Clarification
under Section 372A (3) of the Companies Act, 1956
General Circular
No. 06/2013, File No. 5 /03/2013-CL-V, Dated 14.03.2013
All Regional
Directors,
All Registrar of
Companies,
All
Stakeholders.
It is observed
from the Budget 2013-14 authorizes Union Govt to raise Rs. 50,000 crores (Tax
Free Bonds). These bonds carry a lower rate of interest, currently in the range
of 6.75% to 7.50% which is tax free under Section 10(15)(iv)(h) of the Income
Tax Act, 1961. Such bonds were also provided for in Budget 2012-13, but the
response had been poor due to restrictions under Section 372A(3) of the
Companies Act, 1956.
2. Ministry of
Finance had drawn the attention of this Ministry to Section 372A(3) of the
Companies Act with a view to effectively implement the announcement made in the
Budget.
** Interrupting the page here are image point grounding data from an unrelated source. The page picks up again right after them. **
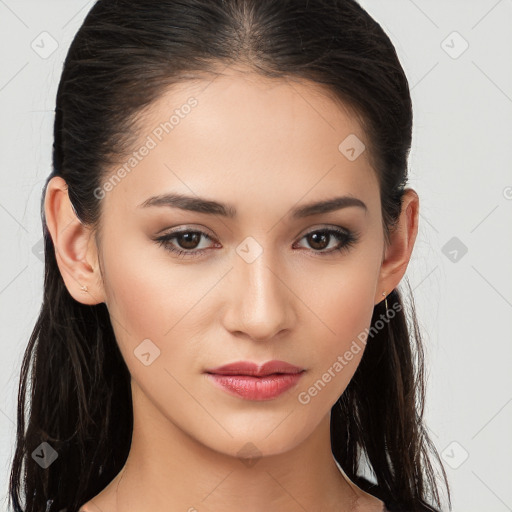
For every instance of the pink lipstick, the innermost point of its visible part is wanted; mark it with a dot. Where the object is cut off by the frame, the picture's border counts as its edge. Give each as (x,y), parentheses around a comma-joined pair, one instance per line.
(250,381)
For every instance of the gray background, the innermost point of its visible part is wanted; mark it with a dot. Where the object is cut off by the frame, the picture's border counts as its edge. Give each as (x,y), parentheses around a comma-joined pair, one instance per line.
(459,164)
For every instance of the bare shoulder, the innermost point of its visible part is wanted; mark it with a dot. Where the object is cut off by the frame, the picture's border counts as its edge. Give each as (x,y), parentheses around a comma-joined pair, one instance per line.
(103,502)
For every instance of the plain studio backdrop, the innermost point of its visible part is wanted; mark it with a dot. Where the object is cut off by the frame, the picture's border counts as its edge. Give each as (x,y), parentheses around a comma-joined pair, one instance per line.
(457,56)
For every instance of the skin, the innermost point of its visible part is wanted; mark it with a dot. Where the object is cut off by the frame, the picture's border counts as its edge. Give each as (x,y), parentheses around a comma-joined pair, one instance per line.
(240,145)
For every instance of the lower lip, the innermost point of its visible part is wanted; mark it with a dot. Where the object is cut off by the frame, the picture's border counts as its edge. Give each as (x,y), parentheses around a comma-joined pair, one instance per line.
(256,388)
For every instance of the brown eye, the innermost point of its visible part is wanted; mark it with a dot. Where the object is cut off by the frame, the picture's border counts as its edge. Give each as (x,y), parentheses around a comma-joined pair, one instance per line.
(319,240)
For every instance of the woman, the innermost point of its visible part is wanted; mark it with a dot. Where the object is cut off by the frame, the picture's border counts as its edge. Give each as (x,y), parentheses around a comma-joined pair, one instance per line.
(226,226)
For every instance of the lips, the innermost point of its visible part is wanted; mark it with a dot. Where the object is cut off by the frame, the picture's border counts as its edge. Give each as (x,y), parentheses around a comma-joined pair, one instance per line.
(247,380)
(252,369)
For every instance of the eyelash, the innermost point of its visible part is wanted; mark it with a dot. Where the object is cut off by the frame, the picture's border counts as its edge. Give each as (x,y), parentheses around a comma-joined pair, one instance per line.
(348,237)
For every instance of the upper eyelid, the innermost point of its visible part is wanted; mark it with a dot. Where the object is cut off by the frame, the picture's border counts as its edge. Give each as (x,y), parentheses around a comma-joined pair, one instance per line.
(187,229)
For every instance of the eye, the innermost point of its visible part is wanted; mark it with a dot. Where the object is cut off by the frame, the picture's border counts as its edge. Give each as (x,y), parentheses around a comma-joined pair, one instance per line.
(319,239)
(188,240)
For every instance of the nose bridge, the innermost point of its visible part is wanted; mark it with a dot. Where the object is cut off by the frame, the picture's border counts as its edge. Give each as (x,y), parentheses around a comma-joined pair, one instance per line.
(260,303)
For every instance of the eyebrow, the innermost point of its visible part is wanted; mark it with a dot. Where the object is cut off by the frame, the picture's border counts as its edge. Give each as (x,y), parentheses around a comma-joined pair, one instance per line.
(210,207)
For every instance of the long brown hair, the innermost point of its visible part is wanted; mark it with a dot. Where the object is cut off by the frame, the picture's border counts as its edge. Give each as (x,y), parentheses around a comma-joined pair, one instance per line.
(74,391)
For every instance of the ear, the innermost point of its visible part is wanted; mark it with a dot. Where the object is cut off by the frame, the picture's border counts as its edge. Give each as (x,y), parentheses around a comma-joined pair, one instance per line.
(75,247)
(398,253)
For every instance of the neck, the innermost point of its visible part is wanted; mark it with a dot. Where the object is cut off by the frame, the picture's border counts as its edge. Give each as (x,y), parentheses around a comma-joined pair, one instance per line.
(167,469)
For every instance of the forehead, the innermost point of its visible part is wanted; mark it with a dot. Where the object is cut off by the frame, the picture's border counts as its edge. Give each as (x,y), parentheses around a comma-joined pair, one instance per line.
(240,134)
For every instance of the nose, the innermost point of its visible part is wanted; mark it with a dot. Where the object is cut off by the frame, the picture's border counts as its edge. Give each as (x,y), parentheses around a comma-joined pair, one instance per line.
(261,303)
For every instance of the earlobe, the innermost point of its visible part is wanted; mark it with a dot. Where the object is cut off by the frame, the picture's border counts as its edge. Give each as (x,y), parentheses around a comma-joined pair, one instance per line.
(72,241)
(399,251)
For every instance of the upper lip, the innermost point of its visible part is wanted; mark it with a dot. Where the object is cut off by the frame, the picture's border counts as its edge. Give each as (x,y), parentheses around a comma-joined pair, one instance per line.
(250,368)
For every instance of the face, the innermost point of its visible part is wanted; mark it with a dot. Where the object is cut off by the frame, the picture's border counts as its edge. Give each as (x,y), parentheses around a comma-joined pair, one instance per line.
(256,280)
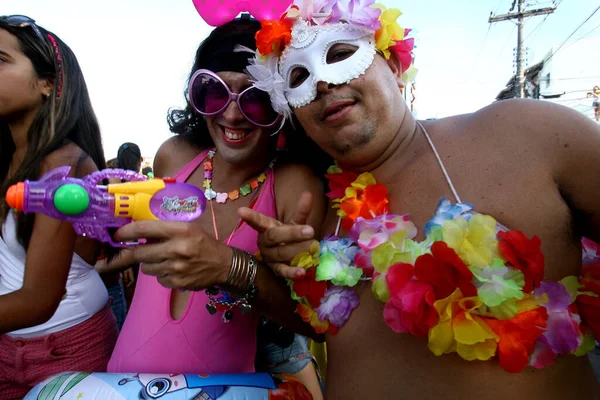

Section 372A(3) of the Act interalia provides that “No loan to any body corporate shall be made at a rate of interest
lower than the prevailing bank rate, being standard rate made public under section
49 of the Reserve Bank of India Act, 1934 (2 of 1934)”.
3. It is hereby
clarified that in cases where the effective yield (effective rate of return) on
tax free bonds is greater than the yield on prevailing bank rate, there is no
violation of Section 372A(3) of Companies Act, 1956.
4. This circular
is effective from the date of issue.
5.
This issues with the approval of Hon'ble Corporate Affairs Minister.